Haney actually jumped before he was pushed, sensing an imminent parting. The two were not jelling in 2010 when Woods returned from his personal issues, and following the third event at the Players Championship, Haney elected to call it quits. Woods went a few months without a teacher before hiring Foley.
For now, Woods is "completely focused on making sure he gets healthy," said his agent, Mark Steinberg.
Whether Woods hires someone new or goes solo will be fascinating to watch. One thing he won't be doing is calling Harmon, who turns 71 on Thursday. Harmon works with the likes of Phil Mickelson, Rickie Fowler, Jimmy Walker and Brandt Snedeker, has a golf school in Las Vegas and does commentary for Sky Sports in the UK.

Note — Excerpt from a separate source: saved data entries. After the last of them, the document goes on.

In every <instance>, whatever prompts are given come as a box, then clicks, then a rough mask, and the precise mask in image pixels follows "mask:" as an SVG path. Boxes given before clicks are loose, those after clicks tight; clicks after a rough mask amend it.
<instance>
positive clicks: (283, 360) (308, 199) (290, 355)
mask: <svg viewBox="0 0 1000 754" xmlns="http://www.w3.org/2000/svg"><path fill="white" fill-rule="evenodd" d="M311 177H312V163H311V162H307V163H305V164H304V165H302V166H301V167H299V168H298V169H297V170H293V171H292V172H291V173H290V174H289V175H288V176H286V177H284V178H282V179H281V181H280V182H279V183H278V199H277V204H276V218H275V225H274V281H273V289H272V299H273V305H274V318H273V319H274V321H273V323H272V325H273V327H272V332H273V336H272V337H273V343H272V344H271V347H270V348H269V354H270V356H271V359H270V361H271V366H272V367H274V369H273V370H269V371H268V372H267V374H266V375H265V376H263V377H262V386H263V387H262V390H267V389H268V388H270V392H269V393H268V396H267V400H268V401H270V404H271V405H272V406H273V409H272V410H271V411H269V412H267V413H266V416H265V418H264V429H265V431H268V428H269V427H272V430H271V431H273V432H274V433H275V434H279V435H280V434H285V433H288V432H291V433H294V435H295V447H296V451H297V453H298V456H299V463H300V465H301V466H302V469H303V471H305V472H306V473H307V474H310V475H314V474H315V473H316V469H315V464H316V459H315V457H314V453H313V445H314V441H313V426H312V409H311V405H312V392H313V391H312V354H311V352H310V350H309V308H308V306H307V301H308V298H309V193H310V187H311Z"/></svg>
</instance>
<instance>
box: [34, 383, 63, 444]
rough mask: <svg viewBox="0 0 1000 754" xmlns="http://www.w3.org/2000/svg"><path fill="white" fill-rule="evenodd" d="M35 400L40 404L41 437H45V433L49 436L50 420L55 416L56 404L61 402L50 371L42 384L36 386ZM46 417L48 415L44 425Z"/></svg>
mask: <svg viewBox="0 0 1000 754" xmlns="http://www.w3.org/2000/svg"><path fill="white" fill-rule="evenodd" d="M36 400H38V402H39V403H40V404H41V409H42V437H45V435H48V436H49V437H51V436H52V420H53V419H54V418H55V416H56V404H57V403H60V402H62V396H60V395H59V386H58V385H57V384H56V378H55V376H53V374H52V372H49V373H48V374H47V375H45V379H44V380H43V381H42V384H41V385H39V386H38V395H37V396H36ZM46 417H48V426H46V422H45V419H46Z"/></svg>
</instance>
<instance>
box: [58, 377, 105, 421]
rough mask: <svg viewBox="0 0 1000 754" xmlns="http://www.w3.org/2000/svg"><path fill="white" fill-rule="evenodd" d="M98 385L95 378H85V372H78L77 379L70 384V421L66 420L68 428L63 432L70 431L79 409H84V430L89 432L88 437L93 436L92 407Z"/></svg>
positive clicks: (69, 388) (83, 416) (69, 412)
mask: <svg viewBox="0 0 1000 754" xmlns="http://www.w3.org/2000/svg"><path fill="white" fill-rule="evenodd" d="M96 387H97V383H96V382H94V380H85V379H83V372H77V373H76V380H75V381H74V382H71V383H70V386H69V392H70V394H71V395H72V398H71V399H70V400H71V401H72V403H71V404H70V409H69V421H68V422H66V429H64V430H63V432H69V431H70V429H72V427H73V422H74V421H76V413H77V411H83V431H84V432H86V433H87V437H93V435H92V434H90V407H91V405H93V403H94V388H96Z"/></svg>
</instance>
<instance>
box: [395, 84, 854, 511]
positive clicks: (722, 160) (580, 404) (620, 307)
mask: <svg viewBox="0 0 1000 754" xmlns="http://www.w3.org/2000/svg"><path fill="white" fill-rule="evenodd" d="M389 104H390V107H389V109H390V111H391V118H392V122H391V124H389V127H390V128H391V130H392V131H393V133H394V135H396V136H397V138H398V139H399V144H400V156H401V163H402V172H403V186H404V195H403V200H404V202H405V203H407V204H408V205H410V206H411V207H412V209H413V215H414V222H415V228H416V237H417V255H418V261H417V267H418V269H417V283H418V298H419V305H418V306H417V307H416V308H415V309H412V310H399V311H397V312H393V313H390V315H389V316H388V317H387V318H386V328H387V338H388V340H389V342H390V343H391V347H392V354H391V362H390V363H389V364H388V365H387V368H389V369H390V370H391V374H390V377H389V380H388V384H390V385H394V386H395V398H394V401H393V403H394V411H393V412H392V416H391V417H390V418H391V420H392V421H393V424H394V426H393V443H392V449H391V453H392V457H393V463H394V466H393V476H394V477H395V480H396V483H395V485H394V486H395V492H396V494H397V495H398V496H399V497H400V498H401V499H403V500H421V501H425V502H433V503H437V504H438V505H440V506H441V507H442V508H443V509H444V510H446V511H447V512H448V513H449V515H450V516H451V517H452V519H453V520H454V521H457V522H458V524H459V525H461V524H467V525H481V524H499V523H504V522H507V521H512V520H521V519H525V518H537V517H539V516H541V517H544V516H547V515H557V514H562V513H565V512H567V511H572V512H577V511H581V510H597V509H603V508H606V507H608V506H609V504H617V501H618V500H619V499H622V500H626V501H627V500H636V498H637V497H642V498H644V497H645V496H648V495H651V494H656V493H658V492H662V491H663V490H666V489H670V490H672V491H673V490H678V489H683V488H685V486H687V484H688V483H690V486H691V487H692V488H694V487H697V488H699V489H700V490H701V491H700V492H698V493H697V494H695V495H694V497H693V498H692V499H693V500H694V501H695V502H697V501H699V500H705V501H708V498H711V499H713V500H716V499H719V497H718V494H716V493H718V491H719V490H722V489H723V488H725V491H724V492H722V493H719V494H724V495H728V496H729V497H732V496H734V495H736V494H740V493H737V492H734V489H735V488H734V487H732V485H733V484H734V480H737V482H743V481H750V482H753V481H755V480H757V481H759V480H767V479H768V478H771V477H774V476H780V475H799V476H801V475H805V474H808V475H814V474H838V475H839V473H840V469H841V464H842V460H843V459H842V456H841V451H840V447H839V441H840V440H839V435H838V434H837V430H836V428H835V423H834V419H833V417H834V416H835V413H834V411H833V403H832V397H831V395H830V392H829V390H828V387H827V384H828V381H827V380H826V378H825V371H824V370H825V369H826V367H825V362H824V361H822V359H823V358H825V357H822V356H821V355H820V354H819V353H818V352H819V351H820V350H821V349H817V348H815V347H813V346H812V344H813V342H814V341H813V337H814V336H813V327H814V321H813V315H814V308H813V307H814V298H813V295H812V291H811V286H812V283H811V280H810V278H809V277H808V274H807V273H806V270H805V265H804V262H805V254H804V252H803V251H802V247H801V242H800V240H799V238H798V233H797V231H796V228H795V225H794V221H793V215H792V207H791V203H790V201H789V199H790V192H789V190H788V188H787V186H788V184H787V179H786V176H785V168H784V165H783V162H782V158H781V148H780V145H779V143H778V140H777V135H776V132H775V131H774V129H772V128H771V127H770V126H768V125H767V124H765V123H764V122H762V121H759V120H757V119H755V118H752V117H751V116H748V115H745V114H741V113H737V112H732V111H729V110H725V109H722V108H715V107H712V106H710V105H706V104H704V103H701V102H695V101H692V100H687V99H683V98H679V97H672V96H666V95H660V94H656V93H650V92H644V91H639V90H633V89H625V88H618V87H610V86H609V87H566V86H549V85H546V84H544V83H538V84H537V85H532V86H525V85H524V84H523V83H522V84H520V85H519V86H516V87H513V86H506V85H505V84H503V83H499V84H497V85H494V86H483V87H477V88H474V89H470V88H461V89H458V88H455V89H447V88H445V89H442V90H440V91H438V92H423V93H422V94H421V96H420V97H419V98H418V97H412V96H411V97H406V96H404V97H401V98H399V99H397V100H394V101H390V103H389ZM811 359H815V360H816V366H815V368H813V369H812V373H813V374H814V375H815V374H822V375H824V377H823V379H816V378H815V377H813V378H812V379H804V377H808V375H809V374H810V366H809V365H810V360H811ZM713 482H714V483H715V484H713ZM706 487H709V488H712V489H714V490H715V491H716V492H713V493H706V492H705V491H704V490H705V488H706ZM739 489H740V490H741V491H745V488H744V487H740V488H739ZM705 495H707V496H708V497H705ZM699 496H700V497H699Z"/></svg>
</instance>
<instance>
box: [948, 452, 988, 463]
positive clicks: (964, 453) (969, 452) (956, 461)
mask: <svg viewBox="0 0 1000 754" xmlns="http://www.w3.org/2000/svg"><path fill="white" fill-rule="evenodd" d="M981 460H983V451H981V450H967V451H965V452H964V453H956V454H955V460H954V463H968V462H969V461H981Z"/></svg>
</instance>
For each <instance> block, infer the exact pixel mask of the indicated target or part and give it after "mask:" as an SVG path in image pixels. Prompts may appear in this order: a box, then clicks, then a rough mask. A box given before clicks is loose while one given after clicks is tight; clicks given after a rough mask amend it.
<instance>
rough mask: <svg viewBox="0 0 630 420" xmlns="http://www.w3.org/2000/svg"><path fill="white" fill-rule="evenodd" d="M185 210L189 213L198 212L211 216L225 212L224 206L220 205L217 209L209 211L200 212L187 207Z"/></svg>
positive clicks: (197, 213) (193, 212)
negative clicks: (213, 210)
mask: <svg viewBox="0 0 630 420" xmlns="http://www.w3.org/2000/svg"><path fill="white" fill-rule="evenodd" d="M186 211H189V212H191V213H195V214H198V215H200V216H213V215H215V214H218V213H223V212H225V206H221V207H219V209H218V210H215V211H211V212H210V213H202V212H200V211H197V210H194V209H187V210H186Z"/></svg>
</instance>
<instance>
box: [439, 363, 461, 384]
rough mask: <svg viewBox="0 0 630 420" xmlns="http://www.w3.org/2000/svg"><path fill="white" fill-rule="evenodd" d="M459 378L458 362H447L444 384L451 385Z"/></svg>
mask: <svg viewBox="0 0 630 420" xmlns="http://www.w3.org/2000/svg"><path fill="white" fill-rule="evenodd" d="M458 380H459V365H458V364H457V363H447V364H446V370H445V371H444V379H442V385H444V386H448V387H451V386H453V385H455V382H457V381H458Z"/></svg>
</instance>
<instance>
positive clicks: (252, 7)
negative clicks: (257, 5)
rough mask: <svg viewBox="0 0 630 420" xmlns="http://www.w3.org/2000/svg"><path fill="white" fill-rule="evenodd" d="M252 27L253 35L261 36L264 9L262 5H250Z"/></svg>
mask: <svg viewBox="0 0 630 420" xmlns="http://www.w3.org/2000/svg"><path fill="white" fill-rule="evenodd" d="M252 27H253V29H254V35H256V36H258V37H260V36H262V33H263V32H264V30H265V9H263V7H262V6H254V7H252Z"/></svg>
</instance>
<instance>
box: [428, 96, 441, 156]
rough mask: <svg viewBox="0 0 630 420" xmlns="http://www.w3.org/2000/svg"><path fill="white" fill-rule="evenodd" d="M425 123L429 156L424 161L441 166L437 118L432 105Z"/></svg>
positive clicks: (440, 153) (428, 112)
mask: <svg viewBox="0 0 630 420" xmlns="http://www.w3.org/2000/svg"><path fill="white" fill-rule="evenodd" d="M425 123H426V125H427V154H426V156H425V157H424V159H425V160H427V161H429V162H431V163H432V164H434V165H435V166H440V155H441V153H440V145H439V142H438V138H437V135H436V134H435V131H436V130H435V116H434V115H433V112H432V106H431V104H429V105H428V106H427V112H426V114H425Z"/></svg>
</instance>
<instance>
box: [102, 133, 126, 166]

He is plenty busy and Harmon has repeatedly said he is not interested in a reunion. And given the various reasons for their initial breakup, Woods is looking ahead, not backward.
None of it matters unless Woods can swing fully and without pain. He said on the day he missed the cut at the PGA Championship two weeks ago that he had trouble making a backswing. No teacher can fix that.
Perhaps it is good for Woods to forge ahead on his own by trying to rediscover his natural swing, ridding himself of all the technical thoughts that may or may not have cluttered his mind in recent years. He's got some time now to figure it out, alone.